Despite their age, the oldest stars in our galaxy are the ones to move the fastest, outperforming their younger counterparts, according to a new analysis by the University of Birmingham – which could help to better understand the history of our galaxy and its stars.
Researchers calculated that the old stars are moving more quickly in and out of the disc of the Milky Way, the pancake-shaped mass at the heart of the Galaxy where most stars are located.
Stars towards the outskirts could be knocked by gravitational interactions with smaller galaxies passing by. Towards the inner parts of the disc, the stars could be disturbed by massive gas clouds that move along with the stars inside the disc. They could also be thrown out of the disc by the movement of its spiral structure.
“The specific way that the stars move tells us which of these processes has been dominant in forming the disc we see today. We think older stars are moving active because they have been around the longest, and because they were formed during a period when the Galaxy was a bit more violent,” said Dr. Ted Mackareth, the lead author.
The study, published in the Monthly Notices of the Royal Astronomical Society, used data from the Gaia satellite, currently working to chart the movements of around 1 billion stars in the Milky Way. It also takes information from APOGEE, an experiment that uses spectroscopy to measure the distribution of elements in stars.
Measurements as part of the research showed how the brightness of stars varies over time, which gives insights into how they vibrate. In turn, that yields information about their interior structure, which enables scientists to calculate their age.

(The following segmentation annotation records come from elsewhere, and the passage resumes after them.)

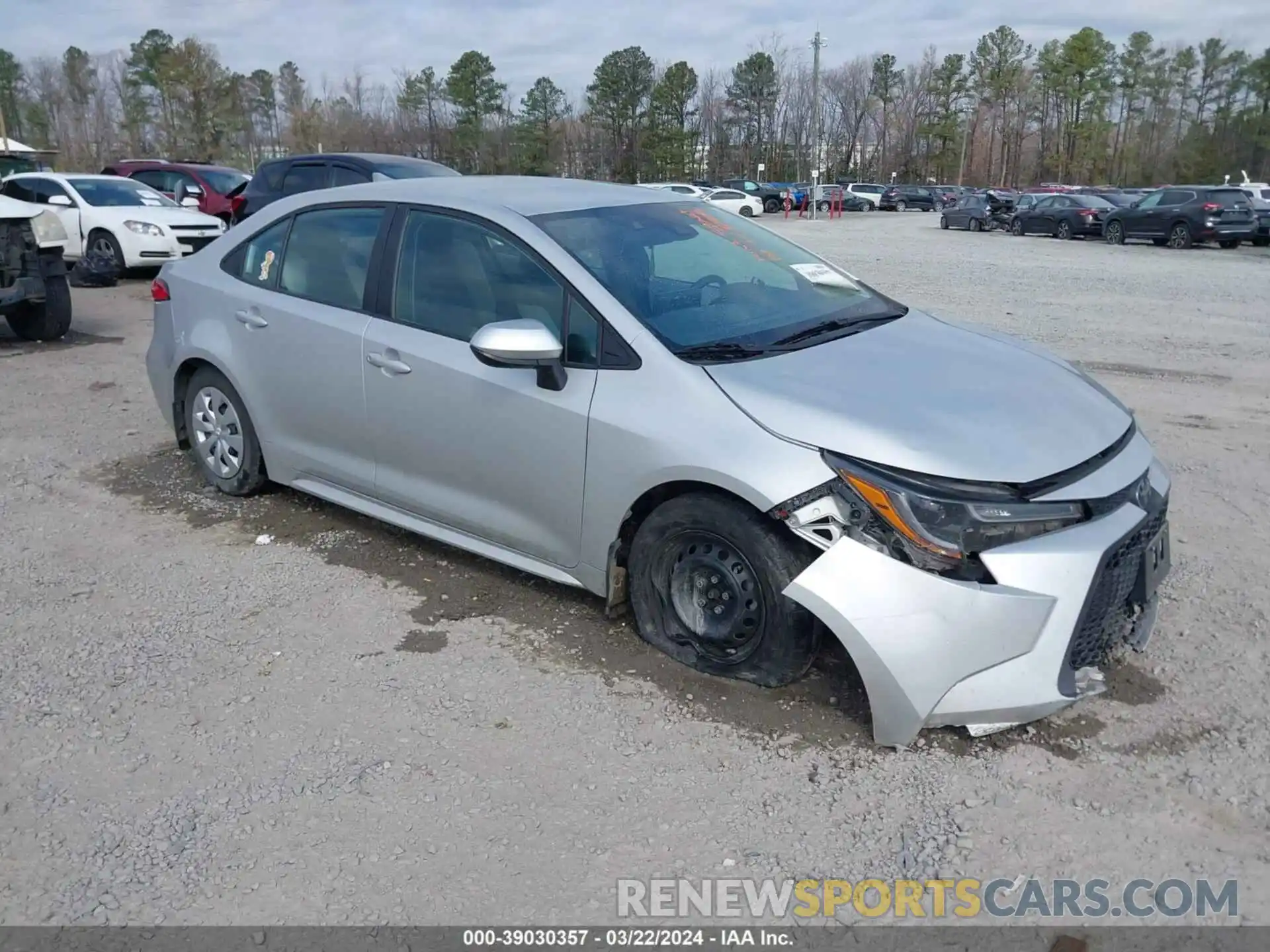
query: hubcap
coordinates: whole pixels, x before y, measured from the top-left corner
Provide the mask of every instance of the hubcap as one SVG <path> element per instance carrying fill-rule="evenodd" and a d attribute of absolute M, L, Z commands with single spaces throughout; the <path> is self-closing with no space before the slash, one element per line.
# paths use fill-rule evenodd
<path fill-rule="evenodd" d="M 668 543 L 671 604 L 696 650 L 735 664 L 758 646 L 763 597 L 749 560 L 709 532 L 686 532 Z"/>
<path fill-rule="evenodd" d="M 227 480 L 243 468 L 243 424 L 234 404 L 216 387 L 203 387 L 192 414 L 194 447 L 212 475 Z"/>

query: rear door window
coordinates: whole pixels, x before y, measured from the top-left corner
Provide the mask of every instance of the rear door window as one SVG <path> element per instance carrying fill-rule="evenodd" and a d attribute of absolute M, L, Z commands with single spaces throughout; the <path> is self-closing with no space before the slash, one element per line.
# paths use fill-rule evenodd
<path fill-rule="evenodd" d="M 287 169 L 282 178 L 282 194 L 295 195 L 301 192 L 326 187 L 326 166 L 319 164 L 298 164 Z"/>
<path fill-rule="evenodd" d="M 287 241 L 291 218 L 271 225 L 245 245 L 231 251 L 221 263 L 221 269 L 239 281 L 258 288 L 278 286 L 278 263 Z"/>

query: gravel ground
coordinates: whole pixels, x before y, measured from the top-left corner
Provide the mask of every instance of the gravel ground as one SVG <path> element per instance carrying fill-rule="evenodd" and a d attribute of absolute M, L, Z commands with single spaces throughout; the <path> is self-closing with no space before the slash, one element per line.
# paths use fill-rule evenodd
<path fill-rule="evenodd" d="M 1105 696 L 878 750 L 832 652 L 714 680 L 577 593 L 218 498 L 154 406 L 146 284 L 76 292 L 66 341 L 0 336 L 0 923 L 594 923 L 618 877 L 936 872 L 1237 876 L 1270 923 L 1270 255 L 771 227 L 1135 407 L 1175 569 Z"/>

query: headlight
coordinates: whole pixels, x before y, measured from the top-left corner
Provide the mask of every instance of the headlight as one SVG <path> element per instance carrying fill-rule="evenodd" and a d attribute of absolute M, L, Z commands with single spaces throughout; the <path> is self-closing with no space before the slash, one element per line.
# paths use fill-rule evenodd
<path fill-rule="evenodd" d="M 53 245 L 67 239 L 62 220 L 52 212 L 41 212 L 32 218 L 30 230 L 36 232 L 37 245 Z"/>
<path fill-rule="evenodd" d="M 895 472 L 832 453 L 826 462 L 914 561 L 933 561 L 931 567 L 956 567 L 986 550 L 1088 518 L 1083 503 L 1030 503 L 1005 484 Z"/>
<path fill-rule="evenodd" d="M 151 225 L 147 221 L 126 221 L 123 227 L 128 231 L 135 231 L 138 235 L 149 235 L 150 237 L 163 237 L 163 228 L 157 225 Z"/>

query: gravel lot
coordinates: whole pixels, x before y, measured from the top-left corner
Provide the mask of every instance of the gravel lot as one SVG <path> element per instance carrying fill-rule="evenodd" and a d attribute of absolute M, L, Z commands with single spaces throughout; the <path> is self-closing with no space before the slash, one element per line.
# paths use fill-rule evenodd
<path fill-rule="evenodd" d="M 76 292 L 66 341 L 0 331 L 0 923 L 580 924 L 617 877 L 935 872 L 1237 876 L 1270 923 L 1270 254 L 771 226 L 1137 410 L 1175 569 L 1107 694 L 878 750 L 833 654 L 712 680 L 591 598 L 218 498 L 155 409 L 146 282 Z"/>

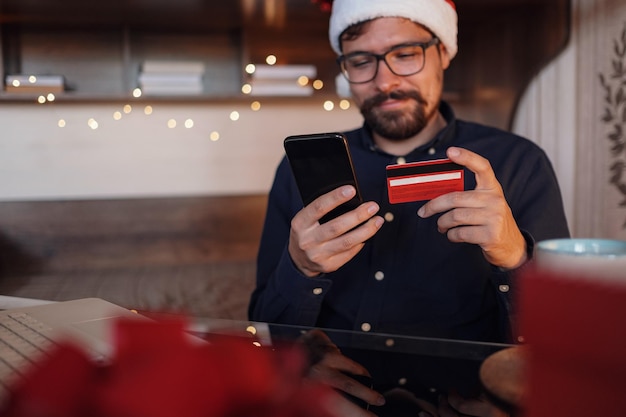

The researching team was able to take these different data strands and calculate the differences in velocity between different sets of stars grouped by age. They found that the older stars were moving in many different directions with some moving very quickly out from the galactic disk.
Meanwhile, younger stars move closely together at much slower speeds out from the disc, although they are faster than the older stars as they rotate around the Galaxy within the disc.
Looking ahead, researchers would like to link what is known about the Milky Way with information about how other galaxies in the universe formed. This would allow placing the galaxy within the very earliest signatures of the universe.